The Role of Visualization in Cyber Intelligence
March 25, 2014 • Twain Taylor
This is the first post in our blog series, “Visualizing Cyber Intelligence.”
The weapons have changed, the battlefield is different, but the war rages on. As technology has advanced, the war between cybersecurity professionals and cybercriminals has changed shape every few years. The criminals are becoming more sophisticated, forcing security professionals to continually step up their game.
In the early days, computer worms would attack thousands of systems, and make it to the news headlines simply because of the scale of the attack. They are now passe. Laser-focussed attacks on companies’ confidential data are now the norm. The recent Target data breach is one example where the personal information of about 70 million customers was compromised. In fact, no enterprise is completely secure. Every enterprise has dealt with a data breach at some time. Interestingly, it’s not just the enterprises. Symantec reports 31% of attacks are on companies with less than 250 employees. Businesses today can’t afford to compromise on cyber intelligence to equip their security professionals.
Security professionals have a hard time foreseeing new attacks because of how unique each one is. The amount of data to be analyzed has drastically increased. Not only the volume, but the variety of sources, and data types has made analysis difficult. Big data technologies are making it easier to capture and store data. However, analysis is still a challenge.
Security Visualization is the Dark Horse
Raffael Marty, author of Applied Security Visualization, sees data visualization as the solution to this problem. In his book, he begins by talking about the problems plaguing security visualization today. These visualizations are either the work of designers with no background in security, or of security professionals who don’t understand data visualization. One is beautiful but not effective in getting work done, and the other is effective, but rather clunky.
But what is it about visualizations that makes them ideal to solve the big problem of security? Let’s look at the example of Anscombe’s quartet to understand this. Below are four data series that can be analyzed by any statistics tool.
Now, these data sets have the same mean, variance, regression lines, and error rates. However, plotting them as charts makes their unique patterns become obvious.

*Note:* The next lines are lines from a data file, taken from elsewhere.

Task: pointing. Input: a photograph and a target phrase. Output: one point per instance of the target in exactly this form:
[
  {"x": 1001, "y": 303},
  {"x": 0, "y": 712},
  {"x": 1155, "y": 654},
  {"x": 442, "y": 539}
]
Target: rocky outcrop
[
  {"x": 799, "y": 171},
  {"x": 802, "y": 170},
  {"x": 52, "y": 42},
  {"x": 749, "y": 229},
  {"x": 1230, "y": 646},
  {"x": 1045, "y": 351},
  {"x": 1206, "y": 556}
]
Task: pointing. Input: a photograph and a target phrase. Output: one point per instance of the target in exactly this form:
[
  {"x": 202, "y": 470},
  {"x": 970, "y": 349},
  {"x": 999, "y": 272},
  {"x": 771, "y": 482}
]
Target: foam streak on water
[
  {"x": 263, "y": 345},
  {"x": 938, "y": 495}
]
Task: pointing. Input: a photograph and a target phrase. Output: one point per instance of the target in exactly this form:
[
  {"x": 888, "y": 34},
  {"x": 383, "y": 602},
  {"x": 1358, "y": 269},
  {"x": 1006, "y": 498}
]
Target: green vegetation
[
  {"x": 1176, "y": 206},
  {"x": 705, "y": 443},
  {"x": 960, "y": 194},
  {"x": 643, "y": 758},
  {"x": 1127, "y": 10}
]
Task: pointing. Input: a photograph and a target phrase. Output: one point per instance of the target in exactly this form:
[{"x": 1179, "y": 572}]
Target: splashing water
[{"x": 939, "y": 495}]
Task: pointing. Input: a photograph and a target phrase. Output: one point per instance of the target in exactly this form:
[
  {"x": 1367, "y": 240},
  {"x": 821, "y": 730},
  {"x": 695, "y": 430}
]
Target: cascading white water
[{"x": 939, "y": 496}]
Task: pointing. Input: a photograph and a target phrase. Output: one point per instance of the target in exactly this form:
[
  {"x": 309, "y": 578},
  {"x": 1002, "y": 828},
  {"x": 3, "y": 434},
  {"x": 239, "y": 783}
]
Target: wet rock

You can effortlessly notice the different patterns in each data set. This simple example shows the power of a visual when analyzing data.
Security visualization, or SecViz as Marty calls it, lies at the intersection of four major fields of study: security, statistics, computer science, and data visualization. Security professionals are well-versed in the first three disciplines. However, their level of competence in data visualization can be surprisingly low.
Take, for example, the security visualization examples below.
Left: This happens when trying to use every shiny new feature of the visualization tool, and ignoring the purpose of the visual. Sometimes flashy looks can be such a priority, that it gets in the way of good design.
Right: As is often the case, this dashboard seems like it’s been bolted on to a security tool as a trivial afterthought.
These examples break the elementary rules of data visualization (which we’ll be covering in this series), and as a result, hamper the work of a security professional. These approaches should be avoided, and replaced with a sound understanding of how data visualization works. That’s the goal of this series, “Visualizing Cyber Intelligence.” It will equip you with vital skills in data visualization that you can use daily as you fight cybercrime.
Edward Tufte’s Concept of “Chartjunk”
Let’s begin by looking at one of the core principles behind the work of Edward Tufte, author of a classic data visualization book, The Visual Display of Quantitative Information. In it, he defines a great data visualization as one that conveys the “most ideas, with least ink, in least space, least time.” Many charts use decor, and interactive features that distract the viewer from the actual data. This approach was frowned upon by Tufte, who termed these distractions as “chartjunk.” He devotes a major part of his book to fighting chartjunk.
Tufte suggests an effective way of avoiding chartjunk is to reduce the amount of “non-data ink.” Data ink would include those parts of a chart that represent the data. Non-data ink would be the elements of the chart like textures and patterns, gridlines in the background, 3D enhancements, garish font styles, and the like. He gives the following example of a chart loaded with chartjunk, and then a better representation for the same chart without the chartjunk.
They both plot the same data, but the second chart is a lot easier to analyze. All of us come across charts like this regularly. Going forward, be sure to look out for charts with excessive chartjunk. Consider how you can prune the charts you use on a daily basis to remove chartjunk, and highlight the data it represents.
Tufte’s Sparkline Charts
Tufte is considered a pioneer in the field of data visualization. Perhaps his most significant contribution to the field has been Sparkline charts. Sparklines are tiny, word-sized charts that can be embeded within a paragraph of text. They are a great example of maximizing data ink, and minimizing chartjunk. They’re widely used in stock market dashboards to plot the trend of many stock tickers in limited screen space.
Think about how you can use sparklines to replace bigger charts in your dashboards. They can save you time by reducing clicks within a dashboard, and give you more information quicker.
To conclude, this principle of maximizing data ink, and minimizing non-data ink, can save you from making a lot of elementary mistakes with data visualization.